« Gilets jaunes »: Philippe ne s'« exonère d'aucune responsabilité »

Edouard Philippe en septembre 2017
CC - Wikimedia commons / Perguillaume

Edouard Philippe ne s'« exonère d'aucune responsabilité » face à la crise des « gilets jaunes », a-t-il affirmé jeudi, tout en avertissant contre le risque de « dépenser beaucoup d'argent » en « peu de mots ».

Dans la conclusion du débat au Sénat sur les mesures d'apaisement du gouvernement, le Premier ministre a terminé sur une défense de son style et un avertissement sur les finances publiques.

« Je ne m'exonère d'aucune responsabilité parce que, pour le dire trivialement, +ce n'est pas le genre de la maison+ et parce que de toute façon ce n'est pas possible quand on est Premier ministre », a déclaré le chef du gouvernement devant les sénateurs.

« J'essaie de m'exprimer avec calme, avec nuance, en ne cherchant jamais à simplifier ou à caricaturer, ce qui dans les canons du débat public actuel n'est pas toujours spectaculaire, il faut bien le reconnaître », a-t-il plaidé.

Quand le gouvernement vient de tirer un trait sur 4 milliards d'euros de ressources fiscales en annulant la hausse de la taxe carbone en 2019, le Premier ministre a mis en garde sur le financement des nombreuses mesures mises sur la table par les oppositions pour calmer la fronde des « gilets jaunes ».

« Parfois en très peu de mots on dépense beaucoup d'argent public. En très peu de mots.

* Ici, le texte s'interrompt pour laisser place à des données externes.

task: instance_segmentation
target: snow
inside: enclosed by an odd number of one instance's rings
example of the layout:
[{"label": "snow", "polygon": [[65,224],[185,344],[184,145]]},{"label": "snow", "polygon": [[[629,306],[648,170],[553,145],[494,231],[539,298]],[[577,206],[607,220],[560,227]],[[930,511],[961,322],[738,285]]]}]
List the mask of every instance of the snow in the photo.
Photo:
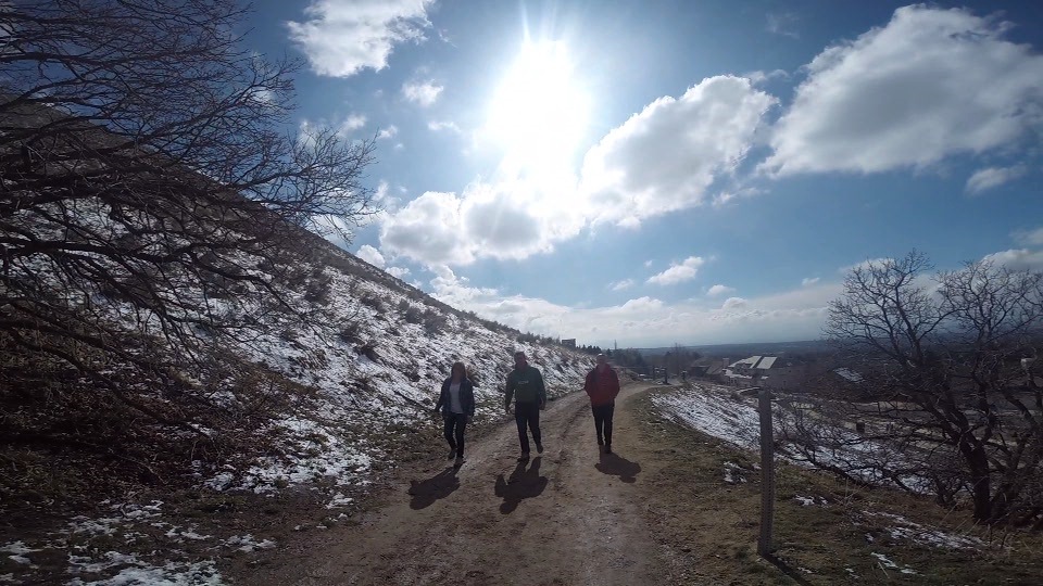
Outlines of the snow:
[{"label": "snow", "polygon": [[[108,216],[108,204],[85,200],[74,202],[75,214],[84,225],[102,233],[118,235],[123,228]],[[35,226],[41,233],[61,234],[53,226]],[[477,375],[477,422],[499,421],[502,415],[502,386],[513,368],[514,351],[526,352],[530,364],[540,368],[551,397],[577,391],[593,366],[592,356],[560,346],[518,342],[510,331],[491,330],[479,321],[458,316],[422,293],[354,256],[332,249],[323,251],[344,265],[304,267],[311,279],[328,278],[329,293],[324,302],[305,300],[304,290],[288,292],[288,300],[314,314],[307,326],[293,326],[277,311],[267,311],[255,333],[237,341],[223,341],[225,351],[247,364],[261,365],[309,387],[312,402],[286,410],[265,432],[280,437],[277,454],[267,454],[236,466],[216,468],[192,463],[196,488],[209,493],[251,493],[274,496],[281,491],[312,491],[327,509],[344,509],[373,482],[374,464],[393,468],[387,446],[425,425],[431,425],[430,408],[442,379],[455,360],[465,362]],[[244,253],[223,253],[224,259],[243,273],[263,275],[259,257]],[[56,278],[53,266],[42,255],[22,258],[18,270]],[[113,275],[122,268],[112,267]],[[247,293],[234,298],[203,295],[189,279],[184,286],[166,292],[177,296],[185,318],[226,316],[238,320],[259,307],[257,296]],[[368,300],[368,301],[367,301]],[[106,314],[113,324],[126,331],[160,333],[156,317],[125,301],[99,292],[70,297],[71,306],[89,304]],[[407,319],[406,311],[420,315],[420,322]],[[354,340],[340,335],[354,329]],[[202,331],[200,335],[209,335]],[[362,343],[375,345],[373,358],[360,354]],[[202,349],[200,353],[204,352]],[[181,372],[184,380],[203,385],[199,372]],[[239,408],[231,393],[204,390],[218,404]],[[215,430],[201,429],[209,436]],[[252,535],[209,535],[198,526],[168,523],[174,511],[159,500],[101,504],[97,517],[74,517],[63,531],[32,543],[13,542],[3,553],[20,565],[33,562],[43,550],[68,553],[70,584],[219,584],[214,559],[235,551],[256,551],[275,547],[275,542]],[[166,520],[166,521],[164,521]],[[324,526],[324,525],[319,525]],[[133,553],[129,546],[161,539],[151,555]],[[148,530],[148,531],[146,531]],[[165,539],[165,542],[163,540]],[[38,543],[37,543],[38,542]],[[178,545],[205,550],[214,559],[173,562],[185,557]],[[163,548],[166,549],[163,549]],[[208,549],[209,548],[209,549]],[[52,556],[53,557],[53,556]],[[88,575],[89,574],[89,575]],[[102,575],[103,574],[103,575]],[[0,581],[20,576],[0,575]]]},{"label": "snow", "polygon": [[734,390],[696,385],[653,397],[653,404],[670,419],[725,440],[736,446],[759,449],[761,418],[755,403],[731,396]]},{"label": "snow", "polygon": [[895,525],[888,527],[892,539],[908,540],[941,549],[980,549],[988,544],[970,535],[954,535],[938,528],[927,527],[909,521],[900,514],[865,511],[869,517],[880,517],[890,520]]},{"label": "snow", "polygon": [[902,574],[918,574],[918,573],[919,573],[919,572],[917,572],[916,570],[913,570],[912,568],[902,566],[902,565],[900,565],[900,564],[897,564],[897,563],[889,560],[888,557],[884,556],[883,553],[877,553],[876,551],[872,551],[872,552],[870,552],[869,555],[872,556],[874,558],[877,558],[877,560],[879,560],[880,565],[882,565],[882,566],[884,566],[884,568],[892,569],[892,570],[899,570],[899,572],[902,573]]}]

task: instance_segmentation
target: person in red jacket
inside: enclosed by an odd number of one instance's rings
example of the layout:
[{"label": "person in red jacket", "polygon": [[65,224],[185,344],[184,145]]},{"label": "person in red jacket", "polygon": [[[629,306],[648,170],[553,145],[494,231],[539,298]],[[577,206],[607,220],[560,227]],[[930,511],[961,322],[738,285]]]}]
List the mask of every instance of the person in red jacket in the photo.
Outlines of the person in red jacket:
[{"label": "person in red jacket", "polygon": [[619,377],[604,354],[598,355],[598,366],[587,373],[583,391],[590,397],[590,410],[594,413],[598,445],[605,446],[605,454],[612,454],[612,413],[619,394]]}]

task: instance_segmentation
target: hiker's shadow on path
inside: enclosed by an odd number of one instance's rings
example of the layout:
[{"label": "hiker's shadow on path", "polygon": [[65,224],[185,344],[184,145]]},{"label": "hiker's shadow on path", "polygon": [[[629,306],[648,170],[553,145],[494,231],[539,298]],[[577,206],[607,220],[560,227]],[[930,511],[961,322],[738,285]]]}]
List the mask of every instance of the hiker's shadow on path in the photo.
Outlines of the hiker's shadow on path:
[{"label": "hiker's shadow on path", "polygon": [[638,480],[638,473],[641,472],[641,464],[617,454],[602,454],[601,460],[594,464],[602,474],[619,476],[619,480],[626,483],[633,483]]},{"label": "hiker's shadow on path", "polygon": [[438,474],[425,481],[410,481],[410,508],[413,510],[430,507],[436,500],[445,498],[460,488],[460,479],[456,476],[456,468],[450,467]]},{"label": "hiker's shadow on path", "polygon": [[511,514],[523,499],[538,497],[543,493],[549,481],[546,476],[540,475],[541,460],[542,458],[539,457],[533,459],[528,470],[526,470],[527,461],[518,462],[506,480],[503,474],[497,475],[497,496],[503,499],[500,504],[501,513]]}]

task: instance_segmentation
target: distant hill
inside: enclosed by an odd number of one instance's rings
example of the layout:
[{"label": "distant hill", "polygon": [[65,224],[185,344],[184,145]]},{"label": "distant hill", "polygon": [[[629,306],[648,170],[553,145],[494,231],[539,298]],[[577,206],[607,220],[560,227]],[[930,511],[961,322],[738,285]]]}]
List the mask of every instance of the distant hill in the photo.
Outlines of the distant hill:
[{"label": "distant hill", "polygon": [[[825,340],[805,340],[796,342],[752,342],[747,344],[707,344],[682,346],[686,349],[712,358],[742,358],[752,355],[783,356],[793,354],[818,354],[829,351]],[[637,348],[644,356],[662,356],[674,349],[673,346],[659,348]]]}]

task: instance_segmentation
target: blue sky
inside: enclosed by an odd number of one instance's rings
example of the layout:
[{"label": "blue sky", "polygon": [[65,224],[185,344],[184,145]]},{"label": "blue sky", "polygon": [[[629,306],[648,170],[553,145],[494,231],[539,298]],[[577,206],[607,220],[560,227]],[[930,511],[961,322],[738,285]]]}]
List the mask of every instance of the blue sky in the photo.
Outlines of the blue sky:
[{"label": "blue sky", "polygon": [[1043,3],[266,0],[299,124],[377,135],[345,247],[523,331],[819,337],[845,268],[1043,269]]}]

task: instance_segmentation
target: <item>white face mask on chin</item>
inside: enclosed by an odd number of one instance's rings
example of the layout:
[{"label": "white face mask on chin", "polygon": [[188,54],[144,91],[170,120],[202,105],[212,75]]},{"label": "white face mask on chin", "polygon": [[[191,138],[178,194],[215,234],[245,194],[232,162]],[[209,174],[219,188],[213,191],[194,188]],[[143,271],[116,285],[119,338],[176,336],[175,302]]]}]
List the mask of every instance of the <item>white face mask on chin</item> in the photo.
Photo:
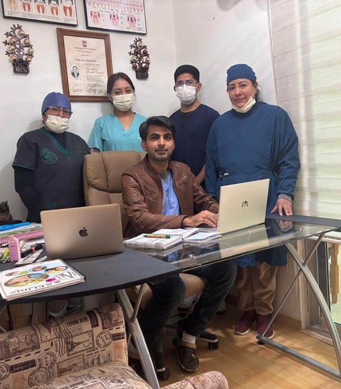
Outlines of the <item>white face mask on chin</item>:
[{"label": "white face mask on chin", "polygon": [[134,93],[111,97],[113,97],[114,107],[124,112],[128,111],[135,102],[135,95]]},{"label": "white face mask on chin", "polygon": [[70,118],[46,114],[45,125],[52,132],[62,134],[69,128]]},{"label": "white face mask on chin", "polygon": [[248,112],[252,107],[255,104],[256,101],[252,97],[252,94],[250,96],[250,98],[247,101],[247,103],[242,108],[236,107],[232,104],[232,108],[235,111],[237,111],[239,113],[246,113]]},{"label": "white face mask on chin", "polygon": [[188,86],[184,84],[182,86],[175,88],[175,94],[183,104],[189,106],[195,100],[197,97],[196,89],[196,86]]}]

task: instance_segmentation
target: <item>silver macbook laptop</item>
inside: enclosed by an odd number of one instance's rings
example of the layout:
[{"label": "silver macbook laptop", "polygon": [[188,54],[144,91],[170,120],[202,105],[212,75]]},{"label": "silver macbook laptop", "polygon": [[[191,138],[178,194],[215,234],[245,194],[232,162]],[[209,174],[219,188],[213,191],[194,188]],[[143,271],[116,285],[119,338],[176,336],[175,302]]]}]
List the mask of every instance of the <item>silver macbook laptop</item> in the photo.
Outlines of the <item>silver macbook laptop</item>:
[{"label": "silver macbook laptop", "polygon": [[220,187],[218,224],[222,234],[265,221],[269,179]]},{"label": "silver macbook laptop", "polygon": [[46,210],[41,212],[46,255],[70,259],[121,252],[119,204]]}]

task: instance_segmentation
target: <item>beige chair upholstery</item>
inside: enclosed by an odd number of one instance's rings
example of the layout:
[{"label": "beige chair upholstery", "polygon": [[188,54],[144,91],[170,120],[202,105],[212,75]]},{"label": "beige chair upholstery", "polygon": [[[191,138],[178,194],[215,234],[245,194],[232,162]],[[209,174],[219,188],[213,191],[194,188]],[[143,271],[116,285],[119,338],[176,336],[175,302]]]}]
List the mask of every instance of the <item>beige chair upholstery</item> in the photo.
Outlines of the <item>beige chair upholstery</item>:
[{"label": "beige chair upholstery", "polygon": [[[84,182],[86,204],[120,204],[123,230],[128,218],[123,208],[121,176],[124,170],[142,161],[145,155],[145,152],[137,151],[105,151],[85,157]],[[205,286],[205,281],[196,276],[182,274],[180,277],[186,286],[185,297],[192,296],[195,293],[199,295]],[[135,291],[137,289],[135,288]],[[127,292],[130,299],[135,299],[134,290],[129,289]],[[150,296],[150,290],[146,288],[141,304],[142,308]]]},{"label": "beige chair upholstery", "polygon": [[137,151],[105,151],[85,157],[83,171],[86,204],[119,203],[124,231],[128,219],[123,209],[121,176],[126,169],[143,159],[145,154]]},{"label": "beige chair upholstery", "polygon": [[[145,388],[128,365],[124,318],[119,304],[53,319],[0,335],[3,389]],[[184,379],[164,389],[228,388],[219,372]]]}]

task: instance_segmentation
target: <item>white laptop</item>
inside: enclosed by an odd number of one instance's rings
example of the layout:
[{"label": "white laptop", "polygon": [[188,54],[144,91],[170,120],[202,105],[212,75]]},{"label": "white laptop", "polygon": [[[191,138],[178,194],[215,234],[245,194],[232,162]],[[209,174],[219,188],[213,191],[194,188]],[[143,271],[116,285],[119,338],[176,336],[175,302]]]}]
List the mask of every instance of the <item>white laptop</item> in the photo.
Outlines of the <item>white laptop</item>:
[{"label": "white laptop", "polygon": [[119,204],[45,210],[41,217],[49,259],[124,250]]},{"label": "white laptop", "polygon": [[220,187],[218,224],[222,234],[265,221],[269,179]]}]

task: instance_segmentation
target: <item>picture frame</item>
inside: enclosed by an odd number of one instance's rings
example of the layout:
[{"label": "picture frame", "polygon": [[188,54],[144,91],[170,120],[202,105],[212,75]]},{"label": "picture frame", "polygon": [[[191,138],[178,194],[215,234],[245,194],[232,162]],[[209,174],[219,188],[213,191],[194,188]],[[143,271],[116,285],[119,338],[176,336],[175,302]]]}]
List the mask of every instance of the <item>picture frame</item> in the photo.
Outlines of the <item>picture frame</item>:
[{"label": "picture frame", "polygon": [[113,74],[109,34],[57,28],[64,93],[71,101],[107,101]]},{"label": "picture frame", "polygon": [[76,0],[1,0],[4,18],[78,26]]},{"label": "picture frame", "polygon": [[144,0],[83,0],[86,28],[145,35]]}]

Et souvent on peine à voir les ressources qu'il conviendrait de mettre en face de ces mots », a fait valoir l'ex-maire du Havre.

« Il faudra donc que nous veillions collectivement à assurer un équilibre des finances publiques pour éviter que la dette n'explose », a-t-il poursuivi, en résumant son discours : « apaisement, débat, appel à la responsabilité et détermination à assurer la sécurité des Français ».

« C'était plus un bilan que des perspectives », a observé le patron des sénateurs LR Bruno Retailleau, alors que l'avenir de M. Philippe à Matignon est remis en cause par la crise. « Il a fait le job, il a fait son travail de Premier ministre mais on sent que la flamme n'est plus là », a-t-il dit à l'AFP.

« Je ne pense pas que ça puisse durer très longtemps, mais il est en fonction », a pour sa part jugé son homologue socialiste Patrick Kanner.

« Je pense qu'il y a un problème majeur entre le président de la République et le Premier ministre », a de son côté estimé la sénatrice communiste Eliane Assassi.